Musikgeragogik umfasst das Musizieren mit „jungen Alten“ und Hochbetagten gleichermaßen. Die Einsatzmöglichkeiten reichen vom Instrumentalunterricht für Senioren über Ensembles, Musiknachmittage in Seniorenheimen, generationsübergreifende Projekte mit Kindern und Senioren bis hin zur schwierigen, aber auch beglückenden Beschäftigung mit Demenzkranken – Musik ist der letzte Kommunikationsweg, auf dem diese noch erreichbar sind. So wird man dank des „Zauberstabs“ Musik Zeuge, wie verloren geglaubte Fähigkeiten wieder aufleben. Musik kann auch in den letzten Tagen und Stunden eines Lebens noch Hilfe und Entspannung bringen.
Die Einsatzmöglichkeiten für MusikgeragogInnen sind also weit gespannt. Und die Bedürfnisse und Möglichkeiten der Teilnehmer sind wohl kaum irgendwo sonst in der Musik so unterschiedlich. Als musikalischer Leiter steht man vor einem bunten Kosmos menschlicher Erscheinungen und Gruppenstrukturen. Das erfordert hohe Flexibilität, Einfühlungsvermögen und Fantasie und ist gleichzeitig ungemein interessant.

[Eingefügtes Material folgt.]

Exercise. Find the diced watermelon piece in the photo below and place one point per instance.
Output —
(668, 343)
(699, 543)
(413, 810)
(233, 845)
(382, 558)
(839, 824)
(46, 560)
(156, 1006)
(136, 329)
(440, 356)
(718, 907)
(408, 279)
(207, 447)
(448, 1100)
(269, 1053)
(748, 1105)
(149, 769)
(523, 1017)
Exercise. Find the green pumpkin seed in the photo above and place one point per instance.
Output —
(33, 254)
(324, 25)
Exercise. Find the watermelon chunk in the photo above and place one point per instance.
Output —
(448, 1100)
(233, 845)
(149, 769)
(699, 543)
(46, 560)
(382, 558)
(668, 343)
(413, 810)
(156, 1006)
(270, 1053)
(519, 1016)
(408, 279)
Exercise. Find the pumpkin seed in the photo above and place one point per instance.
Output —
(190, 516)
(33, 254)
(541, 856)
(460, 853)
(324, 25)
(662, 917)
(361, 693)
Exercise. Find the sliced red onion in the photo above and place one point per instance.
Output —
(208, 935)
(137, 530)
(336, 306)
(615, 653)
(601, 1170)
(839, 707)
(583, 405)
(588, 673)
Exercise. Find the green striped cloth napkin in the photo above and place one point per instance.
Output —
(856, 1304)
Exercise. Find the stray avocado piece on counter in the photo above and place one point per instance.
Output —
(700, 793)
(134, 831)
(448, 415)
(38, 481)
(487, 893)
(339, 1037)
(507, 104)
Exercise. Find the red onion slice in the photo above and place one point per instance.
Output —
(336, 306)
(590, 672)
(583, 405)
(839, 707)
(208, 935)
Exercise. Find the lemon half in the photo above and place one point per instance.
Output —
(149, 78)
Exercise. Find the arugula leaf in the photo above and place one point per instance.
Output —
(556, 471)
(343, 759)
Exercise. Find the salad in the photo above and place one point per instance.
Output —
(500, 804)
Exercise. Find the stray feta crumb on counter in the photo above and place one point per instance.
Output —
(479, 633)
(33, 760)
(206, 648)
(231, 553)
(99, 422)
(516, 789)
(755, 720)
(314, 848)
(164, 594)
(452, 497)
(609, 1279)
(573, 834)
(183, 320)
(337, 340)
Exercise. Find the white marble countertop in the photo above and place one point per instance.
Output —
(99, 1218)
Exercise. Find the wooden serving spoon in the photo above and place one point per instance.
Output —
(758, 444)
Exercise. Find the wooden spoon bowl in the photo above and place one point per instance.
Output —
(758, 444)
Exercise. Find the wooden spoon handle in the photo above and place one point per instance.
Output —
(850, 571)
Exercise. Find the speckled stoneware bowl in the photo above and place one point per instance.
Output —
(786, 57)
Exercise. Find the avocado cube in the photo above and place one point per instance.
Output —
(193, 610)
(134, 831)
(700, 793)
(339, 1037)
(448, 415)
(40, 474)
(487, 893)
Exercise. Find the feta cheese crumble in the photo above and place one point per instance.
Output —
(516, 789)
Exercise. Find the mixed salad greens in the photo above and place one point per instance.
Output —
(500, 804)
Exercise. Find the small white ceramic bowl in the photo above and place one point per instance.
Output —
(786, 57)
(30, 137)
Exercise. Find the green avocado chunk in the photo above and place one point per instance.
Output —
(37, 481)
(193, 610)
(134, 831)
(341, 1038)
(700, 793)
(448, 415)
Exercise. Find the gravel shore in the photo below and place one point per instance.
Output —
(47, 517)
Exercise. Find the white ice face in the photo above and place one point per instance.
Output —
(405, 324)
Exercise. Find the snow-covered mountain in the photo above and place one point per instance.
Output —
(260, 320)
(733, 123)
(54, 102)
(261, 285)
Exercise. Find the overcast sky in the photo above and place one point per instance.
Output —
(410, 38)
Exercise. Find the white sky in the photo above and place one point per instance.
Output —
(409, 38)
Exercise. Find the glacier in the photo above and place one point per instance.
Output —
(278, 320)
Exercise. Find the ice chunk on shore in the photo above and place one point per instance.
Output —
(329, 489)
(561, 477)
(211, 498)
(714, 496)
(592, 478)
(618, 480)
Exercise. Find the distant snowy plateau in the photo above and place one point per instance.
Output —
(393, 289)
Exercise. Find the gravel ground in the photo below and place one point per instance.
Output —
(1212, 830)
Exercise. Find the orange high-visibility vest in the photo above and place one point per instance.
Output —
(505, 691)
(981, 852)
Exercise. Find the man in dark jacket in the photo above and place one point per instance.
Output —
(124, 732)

Die Akquise bei Seniorenheimen, Pflegeinstitutionen oder im privaten Bereich erfordert Geduld, weil Musikgeragogik noch weitgehend unbekannt ist. Auch dafür werden in der Ausbildung Ratschläge und Tipps gegeben, ebenso Hinweise auf Finanzierungshilfen. Musikgeragogik berührt sich teilweise mit Musiktherapie oder dem sozialtherapeutischen Bereich. Ihr Spezifikum besteht da­rin, dass die Senioren im weitesten Sinn zu eigenem musikalischen Tun angeregt werden, sei es selbst ausübend, rezipierend oder indem verborgene Schichten der eigenen musikalischen Biografie und damit die Erinnerung an ganze Lebensbereiche wieder belebt werden.
Bei der Kontaktaufnahme zu Senioreneinrichtungen wurde von deren Seite gelegentlich der Wunsch geäußert, wir möchten den Pflegekräften, die „sowieso schon viel mit den Senioren singen“, doch einige Unterweisungen geben. Unausgesprochen stand dahinter die Meinung: „Das können wir auch selbst.“ Der Zertifikationskurs Musikgeragogik vermittelt jedoch mehr als nur Tipps, wie man Senioren mit Musik erfreuen kann. Er bietet eine professionelle Grundlage dafür, den musikalischen Sinn, der in jedem Menschen angelegt ist, zu aktivieren. Neben gewissen pflegerischen Grundkenntnissen bedarf es möglichst breit angelegter musikalischer Kenntnisse und Fantasie sowie eines einfühlsamen Interesses am Menschen.
Musik gehört seit Urzeiten zu jeder menschlichen Kultur. Sie kann jede Lebensphase bereichern. Gerade im Alter, wo Kräfte und Fähigkeiten schwinden, bietet sie Ausgleich und Trost. Musikgeragogik lehrt uns, diesen Trost spürbar zu machen.